And now you have the gall to look down on other, equally or more successful authors. Sure, you don't like to "say bad things" yet somehow you still make your contempt palpable.
Cormac McCarthy? "Horrible," he says, looking at Blood Meridian. "This is probably the most pulpy, overwrought, melodramatic cowboy vs. Indians story ever written."...
Sparks' favorite tale of youth? "I think A Walk to Remember," he says, citing his own novel. "That's my version of a coming-of-age." He pauses and adds: "You have to sayTo Kill a Mockingbird is an all-time classic."
Any he thinks are overrated?
"I don't like to say bad things about others."
Except McCarthy? "He deserves it," Spark says with a laugh.
Asked what he likes in his own genre, Sparks replies: "There are no authors in my genre. No one is doing what I do."When others (James Patterson?) are suggested to him, he keeps his lips pursed
In my experience, only those who feel they are lacking feel the need to look down on others. People who are happy with who they are, what they do and how they live don't feel the need to denigrate others. And most certainly not in a public forum.
Secretly, Mr Sparks, you think you are a romance writer (he even calls his books romance a few times) and you hate the fact you're making your living on something you see as cheap and tawdry.
Well, Mr Sparks, who gives a crap? Your readers? Obviously not, they keep buying your books. If your readers are happy, why cant you be? What does it matter if some hack calls your books romance? Why should a total strangers opinion bother you so very much?
It shouldn't. You have written your books, done your best but once you publish, how the public interpret your work is out of your hands. You cannot control how other people see your work and bitching and whining just makes you look petty.
When the interview is over, he has a question of his own.
"You going to call it a romance novel?" he asks.
I had a boyfriend once (we'll call him PSX) who looked down on the working class. Hated them. PSX was a successful businessman, living abroad and seemingly content in his life, yet he had this utter contempt for the working class that I couldn't understand.
I am middle class, privately educated and just as happy in a 5 star restaurant as in a working class house. All through our relationship PSX kept grilling me on middle class behaviour. How did I know how many dinner settings to buy, how did I know which knife and fork to use, how to serve tea properly etc. Then he'd get in little digs, like wasn't I thick to call a toilet a loo, a desert a pudding and I was very foul mouthed for someone "supposedly" middle class.
I have to say, his opinion didn't bother me, I know who I am, I don't feel bad when I use terms like loo, I really don't swear that often, and I wont apologise for the times when I do because I'm usually under stress at those times. And most importantly, I'm not trying to be someone I'm not. I'm me. Love me or loath me, I am who I am and I make no apologies for that.

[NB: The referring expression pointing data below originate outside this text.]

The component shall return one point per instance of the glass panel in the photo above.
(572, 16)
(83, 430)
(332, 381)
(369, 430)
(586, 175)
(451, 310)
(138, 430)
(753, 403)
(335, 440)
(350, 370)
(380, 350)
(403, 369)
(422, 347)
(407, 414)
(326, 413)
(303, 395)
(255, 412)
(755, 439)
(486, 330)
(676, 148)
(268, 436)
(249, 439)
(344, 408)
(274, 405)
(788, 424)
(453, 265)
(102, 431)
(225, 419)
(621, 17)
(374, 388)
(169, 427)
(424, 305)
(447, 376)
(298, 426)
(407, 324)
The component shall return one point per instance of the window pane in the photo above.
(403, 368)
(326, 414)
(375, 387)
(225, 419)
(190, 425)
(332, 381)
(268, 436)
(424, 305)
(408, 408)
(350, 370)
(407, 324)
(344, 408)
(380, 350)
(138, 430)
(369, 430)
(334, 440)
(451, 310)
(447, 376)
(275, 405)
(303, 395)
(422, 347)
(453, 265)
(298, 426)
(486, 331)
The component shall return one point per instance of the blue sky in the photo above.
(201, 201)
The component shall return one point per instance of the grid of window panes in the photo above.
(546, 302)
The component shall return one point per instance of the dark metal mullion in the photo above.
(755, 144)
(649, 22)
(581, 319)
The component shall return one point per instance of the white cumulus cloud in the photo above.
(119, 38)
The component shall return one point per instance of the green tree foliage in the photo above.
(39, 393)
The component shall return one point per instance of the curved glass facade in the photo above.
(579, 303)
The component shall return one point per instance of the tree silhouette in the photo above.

I've mixed with enough working class people over the years. 2 boyfriends were firmly in the working class camp and happy with it. They didn't mind my middle classness any more than I minded them being working class. I respected them as people and loved them for who they were. And so what if they forgot to put their napkin on their lap sometimes? It's only a napkin, not the end of the world.
I've also done my share of manual labour over the years, jobs I took over the holidays and part time while in college. Sure, a lot of the people I worked with couldn't converse on the finer points of Wagner or discuss the merits of the new Poet Laureate, but who cares? They were nice, fun, decent people. And that's the key, they were people. It doesn't matter how much money you have in the bank, everyone's shit stinks.
Just because I was raised differently than those people, doesn't make me a better person. Or a worse person.
Gradually I have come to the realisation that only pretenders look down on others.
PSX was raised working class and although his whole family have elevated themselves in status, he still feels like a pretender. He still looks down on where he came from like there's something wrong with it because he doesn't want people to think he's one of them.
And Nicholas Sparks looks down on romance writers because he knows that's essentially what he does. He can dress it up however he wants, but love story is just another way of saying romance. But he doesn't want to be a romance writer so he tries to distance himself from them and looks down on them.
Let it go, Nicholas. Trust me, you are never going to change the mind of everyone else in the world. The only person you have any power over is you. So embrace your inner romantic and learn to be proud of what you do, no matter what someone else calls it.
You'll be much happier in the long run!
My books are probably the soap opera of writing. They're fantasy books who's only job is to entertain. Call them whatever the hell you want to, I don't care. If they entertained you, I'm happy. If you didn't like them, I'm sorry but maybe I'm not for you. I haven't liked every book I've ever read.
Call them cheap, tawdry and melodramatic if you want to. Maybe you're right and they are. I didn't set out to write the new Crime and Punishment or to win a Booker prize. I offer you my book for your enjoyment, what you make of it is entirely up to you and wont affect my self image. I know what it is that I write, and I'm happy with it.